Manhattan plot is the classical way to plot the results of a PheWAS analysis. It plots every tested phenotypical variables on the X-axis, against their *-log(pvalue)* on the Y-axis. The horizontal line represents the adjusted significance level threshold.

In [None]:
mask = variablesDict["pvalues"].isna()
df_results = variablesDict.loc[~mask,:].copy().replace([np.inf, -np.inf], np.nan)
df_results = df_results.loc[~df_results["log_p"].isna().values,:]

#### Specific adjustment to make this specific plot looks nicer
####### to adapt when changing data or dependent variable
df_results = df_results.replace({"TLC": "Spirometry",
                                 "New Gold Classification": "Quantitative Analysis", 
                  "Other": "Demographics",
                                "Eligibility Form": "Sociodemography and Administration"})
group_order={'6MinWalk': 0,
 'CT Acquisition Parameters': 1,
 'CT Assessment Scoresheet': 2,
 'Demographics and Physical Characteristics': 3,
 'Longitudinal Analysis': 5,
 'Medical History': 4,
 'Medication History': 13,
 'Quantitative Analysis': 9,
 'Respiratory Disease': 6,
 'SF-36 Health Survey': 11,
 'Sociodemography and Administration': 12,
 'Spirometry': 7,
 'VIDA': 15}
df_results["group_order"] = df_results["group"].replace(group_order)
df_results = df_results.sort_values("group_order", ascending=True)
df_results["simplified_name"] = df_results["simplified_name"].str.replace("[0-9]+[A-z]*", "").to_frame()
###


fig = plt.figure()
ax = fig.add_subplot(111)
colors = plt.get_cmap('Set1')
x_labels = []
x_labels_pos = []

y_lims = (0, df_results["log_p"].max(skipna=True) + 50)
threshold_top_values = df_results["log_p"].sort_values(ascending=False)[0:6][-1]

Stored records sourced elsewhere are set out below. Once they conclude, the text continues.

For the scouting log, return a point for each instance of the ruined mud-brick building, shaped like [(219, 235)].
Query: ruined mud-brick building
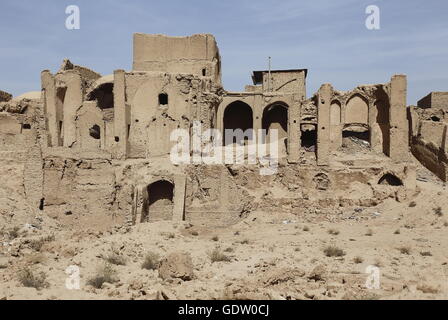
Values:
[(429, 132), (95, 150)]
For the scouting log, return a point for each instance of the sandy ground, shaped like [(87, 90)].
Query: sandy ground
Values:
[(271, 255)]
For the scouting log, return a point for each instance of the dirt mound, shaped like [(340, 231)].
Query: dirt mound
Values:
[(177, 265)]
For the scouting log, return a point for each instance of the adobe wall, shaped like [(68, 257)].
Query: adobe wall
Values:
[(429, 139), (21, 128), (5, 96), (436, 100), (197, 54)]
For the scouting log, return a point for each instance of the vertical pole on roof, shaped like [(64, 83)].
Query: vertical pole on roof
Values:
[(269, 75)]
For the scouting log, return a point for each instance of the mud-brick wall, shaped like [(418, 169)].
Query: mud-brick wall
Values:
[(214, 197), (81, 192), (20, 163), (429, 145)]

df_results["ind"] = np.arange(1, len(df_results)+1)
df_grouped = df_results.groupby(('group'))
for num, (name, group) in enumerate(df_grouped):
    group.plot(kind='scatter', x='ind', y='log_p',color=colors.colors[num % len(colors.colors)], ax=ax, s=20)
    x_labels.append(name)
    x_labels_pos.append((group['ind'].iloc[-1] - (group['ind'].iloc[-1] - group['ind'].iloc[0])/2)) # Set label in the middle
    for n, row in group.iterrows():
        if row["log_p"] > threshold_top_values:
            ax.text(row['ind'] + 3, row["log_p"] + 0.05, row["simplified_name"], rotation=0, alpha=1, size=8, color="black")
                
ax.set_xticks(x_labels_pos)
ax.set_xticklabels(x_labels)
ax.set_xlim([0, len(df_results) +1])
ax.set_ylim(y_lims)
ax.set_ylabel('-log(p-values)', style="italic")
ax.set_xlabel('Phenotypes', fontsize=15)
ax.axhline(y=-np.log10(adjusted_alpha), linestyle=":", color="black", label="Adjusted Threshold")
plt.xticks(fontsize = 9,rotation=90)
plt.yticks(fontsize = 8)
plt.title("Statistical Association Between COPD Status and Phenotypes", 
          loc="center",
          style="oblique", 
          fontsize = 20,
         y=1)
xticks = ax.xaxis.get_major_ticks()
xticks[0].set_visible(False)
handles, labels = ax.get_legend_handles_labels()
plt.legend(handles = handles, labels = labels, loc = "upper left")
plt.show()

Overall, it appears that most of the tested phenotypes covariates are above the adjusted threshold of significant association. However, it is not that surprising given the nature of our dependent variable: a lot of the collected phenotypic variables are correlated to the COPD status.

This code can be used directly with any other variable present in the variable Dictionary. Only the `dependent_var_name` variable need to be changed.